14 Eylül 2006 Perşembe

Sobeli-Yorum ' muş, Yaptık bakalım


Züleyla'dan bize pas, ve aşağıda bizim yorumlarımız.

Not: Bu ne ki diyenlere açıklama yine züleyla'dan. linkteki makalenin yorumlarının en altında.


SORU 1 : Düşmanların saldırdığı bir köydesiniz; bütün köy halkı sizin evinizin altındaki sığınağa saklandı. Düşman askerleri evinize girdiler ve sığınağınızın üstünde geziyorlar. Düşmanların çok acımasız olduğunu duydunuz; daha önce bastıkları köylerde herkesi öldürmüşler. Birden altı aylık bebeğiniz ağlamaya başlıyor.
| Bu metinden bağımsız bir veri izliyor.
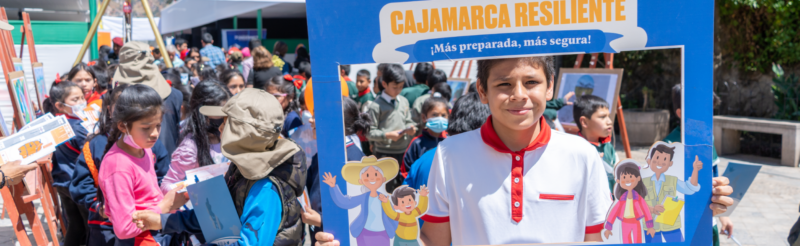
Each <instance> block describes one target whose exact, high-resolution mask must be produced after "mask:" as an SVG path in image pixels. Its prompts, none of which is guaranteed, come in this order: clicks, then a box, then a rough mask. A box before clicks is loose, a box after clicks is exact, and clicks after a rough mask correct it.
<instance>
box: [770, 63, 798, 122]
mask: <svg viewBox="0 0 800 246" xmlns="http://www.w3.org/2000/svg"><path fill="white" fill-rule="evenodd" d="M772 71H773V72H775V78H773V79H772V81H773V82H774V84H773V85H772V94H774V95H775V105H776V106H778V112H775V116H774V117H775V118H776V119H782V120H797V121H800V107H799V106H800V84H798V83H797V81H798V78H797V76H795V75H794V74H790V75H788V76H784V75H785V74H784V72H783V68H781V66H780V65H775V64H772Z"/></svg>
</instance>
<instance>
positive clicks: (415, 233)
mask: <svg viewBox="0 0 800 246" xmlns="http://www.w3.org/2000/svg"><path fill="white" fill-rule="evenodd" d="M399 171H400V168H399V165H398V164H397V161H396V160H395V159H393V158H381V159H377V158H375V157H374V156H367V157H364V158H362V159H361V161H360V162H348V163H347V164H345V165H344V167H343V168H342V178H344V180H345V181H347V183H350V184H353V185H358V186H361V190H362V192H363V193H362V194H360V195H344V194H342V191H341V189H340V188H339V186H338V185H337V184H336V176H334V175H331V173H325V174H324V175H323V182H324V183H325V184H327V185H328V186H330V194H331V199H332V200H333V202H334V203H335V204H336V206H337V207H340V208H342V209H353V208H356V207H359V206H360V207H361V212H360V213H359V215H358V217H356V218H355V220H353V221H352V222H351V223H350V234H351V235H352V236H353V237H355V238H356V242H357V245H376V246H389V245H390V244H391V240H392V239H394V243H393V244H391V245H394V246H418V245H420V244H419V242H418V241H417V239H418V238H419V224H418V223H417V218H418V217H419V216H421V215H422V214H424V213H425V212H426V211H427V210H428V188H427V187H425V186H422V187H421V188H420V190H419V192H418V193H419V194H418V195H419V202H418V203H417V202H416V198H417V191H416V190H414V189H413V188H410V187H408V186H400V187H398V188H396V189H395V190H394V192H392V195H391V199H389V198H387V197H386V195H384V194H380V192H379V191H378V190H379V189H380V188H381V187H382V186H384V184H385V183H386V181H388V180H391V179H392V178H394V177H395V176H397V174H398V172H399ZM390 200H391V201H390ZM397 211H400V212H397Z"/></svg>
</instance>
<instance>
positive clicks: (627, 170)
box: [614, 161, 647, 200]
mask: <svg viewBox="0 0 800 246" xmlns="http://www.w3.org/2000/svg"><path fill="white" fill-rule="evenodd" d="M616 174H617V176H616V178H617V179H622V175H623V174H627V175H633V176H636V177H639V178H641V177H642V174H641V173H640V172H639V165H637V164H636V163H635V162H631V161H624V162H622V163H620V164H619V165H618V166H617V172H616ZM633 190H634V191H636V193H639V195H640V196H642V197H646V196H647V187H646V186H644V182H643V181H642V180H639V183H638V184H636V186H635V187H633ZM625 191H626V190H625V189H623V188H622V187H621V186H620V184H619V183H617V187H616V189H614V196H615V197H616V198H617V200H619V199H621V198H620V197H622V194H624V193H625Z"/></svg>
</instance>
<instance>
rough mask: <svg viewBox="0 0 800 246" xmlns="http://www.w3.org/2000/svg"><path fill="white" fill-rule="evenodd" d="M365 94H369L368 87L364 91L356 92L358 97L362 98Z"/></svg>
mask: <svg viewBox="0 0 800 246" xmlns="http://www.w3.org/2000/svg"><path fill="white" fill-rule="evenodd" d="M367 93H369V87H367V89H366V90H363V91H360V92H358V97H362V96H364V95H366V94H367Z"/></svg>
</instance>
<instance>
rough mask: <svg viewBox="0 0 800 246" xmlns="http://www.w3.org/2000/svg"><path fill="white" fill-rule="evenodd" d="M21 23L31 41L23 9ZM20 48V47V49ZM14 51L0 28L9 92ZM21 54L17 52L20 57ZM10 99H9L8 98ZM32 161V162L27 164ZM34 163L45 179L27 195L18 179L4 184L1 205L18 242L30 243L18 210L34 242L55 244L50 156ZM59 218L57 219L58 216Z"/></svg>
mask: <svg viewBox="0 0 800 246" xmlns="http://www.w3.org/2000/svg"><path fill="white" fill-rule="evenodd" d="M23 16H24V18H25V24H24V26H23V28H22V30H21V31H22V32H23V35H24V34H25V33H27V34H28V35H27V36H28V43H29V44H33V35H32V31H31V28H30V17H29V16H28V14H27V13H24V15H23ZM0 21H3V22H8V20H7V18H6V13H5V8H3V7H0ZM29 49H30V50H31V60H32V61H34V60H35V59H36V56H35V54H36V51H35V49H34V47H33V46H29ZM20 51H22V50H20ZM15 56H16V53H14V43H13V40H12V39H11V32H10V31H0V63H2V69H3V74H4V76H5V78H6V81H7V83H6V85H7V86H8V89H9V93H10V91H11V90H13V85H12V84H11V83H9V82H8V78H9V73H10V72H13V71H14V66H13V64H12V63H11V58H12V57H15ZM21 56H22V54H21V53H20V58H21ZM12 98H13V97H12ZM12 100H13V99H12ZM12 106H13V107H14V113H15V117H14V121H15V123H16V124H15V126H19V127H21V126H23V123H24V122H23V121H22V117H21V115H17V114H18V112H19V111H18V109H17V105H16V104H14V103H12ZM30 165H34V164H30ZM36 165H39V169H38V170H39V171H37V172H41V173H39V174H40V175H42V177H43V178H44V180H45V182H44V184H42V183H36V184H29V185H34V186H35V192H34V194H31V195H26V196H23V195H22V191H23V190H24V189H25V187H24V186H23V184H22V183H19V184H17V185H13V186H11V187H9V186H6V187H4V188H3V189H2V190H0V193H2V197H3V201H4V202H3V205H4V207H5V209H6V211H8V214H9V218H10V219H11V223H12V224H13V225H14V232H15V234H16V236H17V240H18V241H19V243H20V245H23V246H29V245H31V242H30V240H29V239H28V234H27V231H26V230H25V226H24V224H23V222H22V217H21V216H22V214H24V215H25V216H26V217H27V219H28V223H29V225H30V227H31V231H32V232H33V237H34V240H35V242H36V245H59V244H58V236H57V230H58V227H57V226H56V223H55V220H57V219H59V218H60V217H59V213H58V212H57V210H55V206H54V204H56V203H57V202H58V199H57V197H56V196H55V193H54V189H53V187H52V181H51V178H50V177H51V176H50V175H51V174H50V171H51V168H52V165H51V162H50V157H49V156H48V157H45V158H42V159H40V160H37V161H36ZM36 199H40V200H41V205H42V209H43V210H44V214H45V217H46V218H47V221H48V226H49V228H50V233H51V237H52V240H53V241H52V242H50V241H48V239H47V234H46V233H45V231H44V228H43V227H42V223H41V221H40V220H39V216H38V214H37V213H36V208H35V206H34V205H33V201H34V200H36ZM59 220H60V219H59ZM60 221H61V224H62V227H61V230H62V232H63V233H66V227H64V226H63V225H64V221H63V220H60Z"/></svg>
Çocuğun ağlamasını kesebilmek için ağzını ve burnunu kapattınız. Ancak bu işe devam edecek olursanız çocuk ölecek. Eğer çocuk ağlayacak olursa sığınağın yeri keşfedilecek siz ve tüm köyün halkı öldürülecek. Bu durumda ne yaparsınız? Çocuğunuzu boğar mısınız, yoksa tüm köy halkının bulunmasına göz yumar mısınız?

 

Aslında meritokrasi ama... bizim çocuğumuz nasıl bir eğitim görecek, tüm köyü ya da belki memleketi güzelleştirebilecek mi, ya da köy halkından mı böyle biri çıkabilir... bilemem. O zaman istatistik bilimine güvenmek lazım.
Çocuğumu öldürürüm. Çoğunluk kurtulsun.
Hem bir memleket kurtulsun diye bebesinin örtüsünü mermiye saranlardanız.

 

SORU 2 : Yolculuk yaptığınız gemi bir başka gemiye çarparak kaza geçirdi. Titanik ile benzer şartlar altındasınız. En önemli fark bir buzul denizinde değil, Marmara Denizi'ndesiniz. Gemide yeterli sayıda filika yok. İnsanlar filikalara haddinden fazla binmiş durumdalar. İçinde bulunduğunuz filika o kadar dolu ki, filikanın suyun üstünde kalan kısmı en fazla dört parmak kadar. Ufak bir dalga tekneyi batırabilir. Geminin çarpışması sırasında yolculardan biri ağır yaralandı ve sizin filikanızda. Kafasından ağır bir yara almış ve kurtulma ümidi az gibi. Filikanızdaki yolculardan biri, yaralı yolcuyu denize atmayı teklif etti. Birkaç kişi hemen kabul etti. Gerçekten filikadan biri inmeyecek olursa filikanın batma ihtimali çok yüksek. Filikadaki herkes yüzme biliyor. Bu durumda ne yaparsınız?

 

Bu basitmiş. Herkes yüzme biliyorsa neden en kötü durumu kendi elimizle hazırlayalım. Bekleyelim kimseyi hiçbiryere atmayalım, batarsa yüzeriz zaten.
Tabi yeterince sinirli isem o adamı suya atalım diyen ve onaylayan beyinsizlerin kafalarına bir balta ekleştirip onları atmayı düşünebilirim.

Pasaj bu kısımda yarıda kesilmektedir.